Eventos que reuniram mais de uma bandeira de luta dos grupos marginalizados também foram importantes pela capacidade de diálogo e transversalidade.
“Tivemos um episódio fundamental, que considero o primeiro de mobilização convocada e feita pela população de maneira mais consciente e politizada, que é o 13 de junho de 1980. Ficou conhecido como Dia de Prazer e Luta Homossexual, uma manifestação contra a violência policial.“
“Tivemos um episódio fundamental, que considero o primeiro de mobilização convocada e feita pela população de maneira mais consciente e politizada, que é o 13 de junho de 1980. Ficou conhecido como Dia de Prazer e Luta Homossexual, uma manifestação contra a violência policial. Esse episódio aconteceu em São Paulo, no Teatro Municipal, e reuniu várias entidades do movimento LGBT+ e outros movimentos, como o negro, feminista e de prostitutas. Eles denunciavam a violência do delegado José Wilson Richetti, que fazia operações policiais de repressão no centro da cidade. Por noite, em um fim de semana, entre 300 e 500 pessoas chegavam a ser presas arbitrariamente”, diz o professor Renan Quinalha.

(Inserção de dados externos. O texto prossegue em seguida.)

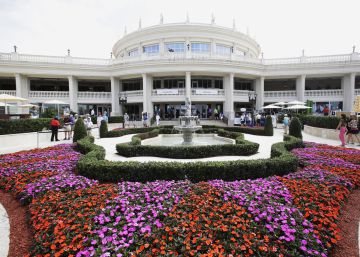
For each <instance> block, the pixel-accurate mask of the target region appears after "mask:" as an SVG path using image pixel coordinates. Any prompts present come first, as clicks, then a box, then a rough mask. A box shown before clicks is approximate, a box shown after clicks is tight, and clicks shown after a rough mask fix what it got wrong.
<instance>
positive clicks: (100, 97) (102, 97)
mask: <svg viewBox="0 0 360 257" xmlns="http://www.w3.org/2000/svg"><path fill="white" fill-rule="evenodd" d="M78 98H88V99H99V98H101V99H111V92H89V91H86V92H78Z"/></svg>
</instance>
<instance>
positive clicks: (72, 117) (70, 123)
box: [70, 114, 77, 138]
mask: <svg viewBox="0 0 360 257" xmlns="http://www.w3.org/2000/svg"><path fill="white" fill-rule="evenodd" d="M75 115H77V114H75ZM75 122H76V120H75V117H74V115H72V114H70V126H71V131H70V138H72V133H73V131H74V128H75Z"/></svg>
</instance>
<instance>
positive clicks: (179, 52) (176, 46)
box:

Eventos em Salvador que marcam a importância da data, confira:
O Instituto Cervantes Salvador promove um recital de poesia multidisciplinar com a participação de artistas LGBTQIA+ brasileiros, no auditório do instituto, na Ladeira da Barra, em Salvador, a partir das 18h.
Com co-realização da Embaixada da Espanha no Brasil e apoio do Comitê de Diversidade, Equidade e Inclusão da Darana RP, o objetivo do encontro poético é transformar a palavra escrita e a poesia como um espaço de irmandade e aliança na luta pela diversidade da população LGBTQIAP+.
Os artistas que apresentarão as diferentes performances do evento são Amanda Mayer e Rafael Brito, na interpretação teatral; Georgiana Dantas, na interpretação corporal; e Jann Souza, na interpretação musical. A entrada é gratuita.
Do outro lado da cidade o Aeroporto de Salvador, integrante da rede VINCI Airports, promove a segunda edição do Festival do Orgulho.
O evento, que foi vencedor do Prêmio Jatobá de Comunicação 2023 na categoria “Diversidade e Inclusão”, teve início ontem (27), com continuidade neste 28 de junho.
Seis atrações artísticas se apresentarão em um palco montado no terminal, com o objetivo de destacar o talento dos artistas da comunidade LGBTQIAPN+ e fomentar a conexão entre membros da comunidade aeroportuária, passageiros e funcionários.
Curado pelo Instituto Afetto, o festival será conduzido por DesiRée Beck, renomada drag queen baiana, conhecida por sua participação no reality show “Caravana das Drags”, apresentado por Xuxa e Ikaro Kadoshi no Prime Vídeo.
No primeiro dia do festival, das 12h às 14h40, acontecerão as performances de Dandê Azevedo, Spadina Banks, Talita e Mel.
No segundo dia, no mesmo horário, o público poderá prestigiar as apresentações de Lucas de Matos & Convidados, House of Tremme e Samba de Pretas.
Programação do Festival do Orgulho do Aeroporto de Salvador:
28 de junho:
-12h: Abertura com DesiRée Beck (@desireebeck_ )
-12h10: Intervenção Artística “Sarau do Orgulho” com Lucas de Matos & Convidados (@_lucasdematos )
-13h15: Intervenção Artística de House of Tremme (@houseoftremme )
-13h40: Intervenção Musical com Samba das Pretas (@sambadepretas )
O festival visa criar um ambiente inclusivo e celebrar a diversidade, promovendo visibilidade e reconhecimento aos artistas LGBTQIAPN+.